It was home to one of the state's largest manufacturing complexes. Today the former Colt Armory is slowly coming back in the form of offices, apartments and school and possibly a national park.
"We would love to become a national park," Larry Dooley, the developer of Coltsville, said. "It would be a beautiful thing."
On Tuesday the National Shooting Sports Foundation suddenly pulled its support for the federal effort to give the site national park status sending a letter to the congressional delegation and Governor Dannel Malloy.
It read in part: "Our industry is offended by the hypocrisy of our elected officials in Congress and the state government that simultaneously advocate for legislation that pays homage to our industry’s heritage and legacy in Connecticut by establishing a National Park on the site of the legendary, iconic Colt factory, while at the same time pursue gun control legislation."
The letter sparked a colorful response from Gov.

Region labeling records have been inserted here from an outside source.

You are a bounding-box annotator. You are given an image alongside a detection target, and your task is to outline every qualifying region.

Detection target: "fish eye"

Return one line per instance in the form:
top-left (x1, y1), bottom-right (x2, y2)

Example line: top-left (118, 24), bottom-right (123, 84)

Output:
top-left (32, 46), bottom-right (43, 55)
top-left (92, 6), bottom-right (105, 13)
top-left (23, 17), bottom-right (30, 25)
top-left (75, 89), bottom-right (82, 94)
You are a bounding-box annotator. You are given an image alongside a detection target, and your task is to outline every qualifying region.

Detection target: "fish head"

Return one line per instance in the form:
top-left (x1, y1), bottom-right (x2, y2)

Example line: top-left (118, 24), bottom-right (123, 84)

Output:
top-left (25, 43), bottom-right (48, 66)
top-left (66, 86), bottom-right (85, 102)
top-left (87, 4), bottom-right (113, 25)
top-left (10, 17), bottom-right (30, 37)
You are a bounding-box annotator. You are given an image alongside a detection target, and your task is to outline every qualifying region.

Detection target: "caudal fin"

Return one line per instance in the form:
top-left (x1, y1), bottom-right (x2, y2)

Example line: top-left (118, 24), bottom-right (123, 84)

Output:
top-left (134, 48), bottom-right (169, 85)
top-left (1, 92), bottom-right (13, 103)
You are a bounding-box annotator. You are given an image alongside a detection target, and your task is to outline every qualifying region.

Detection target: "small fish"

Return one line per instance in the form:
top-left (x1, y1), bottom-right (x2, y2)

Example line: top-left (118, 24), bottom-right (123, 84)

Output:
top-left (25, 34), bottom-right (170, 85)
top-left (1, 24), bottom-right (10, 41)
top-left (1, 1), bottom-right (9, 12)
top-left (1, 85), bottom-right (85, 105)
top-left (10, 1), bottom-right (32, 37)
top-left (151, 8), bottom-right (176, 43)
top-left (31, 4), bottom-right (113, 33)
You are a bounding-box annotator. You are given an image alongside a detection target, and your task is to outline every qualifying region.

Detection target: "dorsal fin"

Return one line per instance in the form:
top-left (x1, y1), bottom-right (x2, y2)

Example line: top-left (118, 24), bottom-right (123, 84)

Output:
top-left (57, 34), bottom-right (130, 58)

Malloy on Wednesday.
"I think they went out and cut a bunch of sour grapes and ate them," he said. "That's what I think."
In their two-page letter NSSF is hoping to send a message but it's a message Connecticut lawmakers call a scare tactic.
The bill to make Coltsville a national park has been discussed for the better part of twenty years.
Dooley told NBC Connecticut he does not want to get involved in politics. He said their plans to create a visitor's center under the iconic dome are moving ahead either way.
"I really don't understand how politics has to do with history and this becoming a national park," questioned Dooley. "It's not going to effect our ability to become a successful project."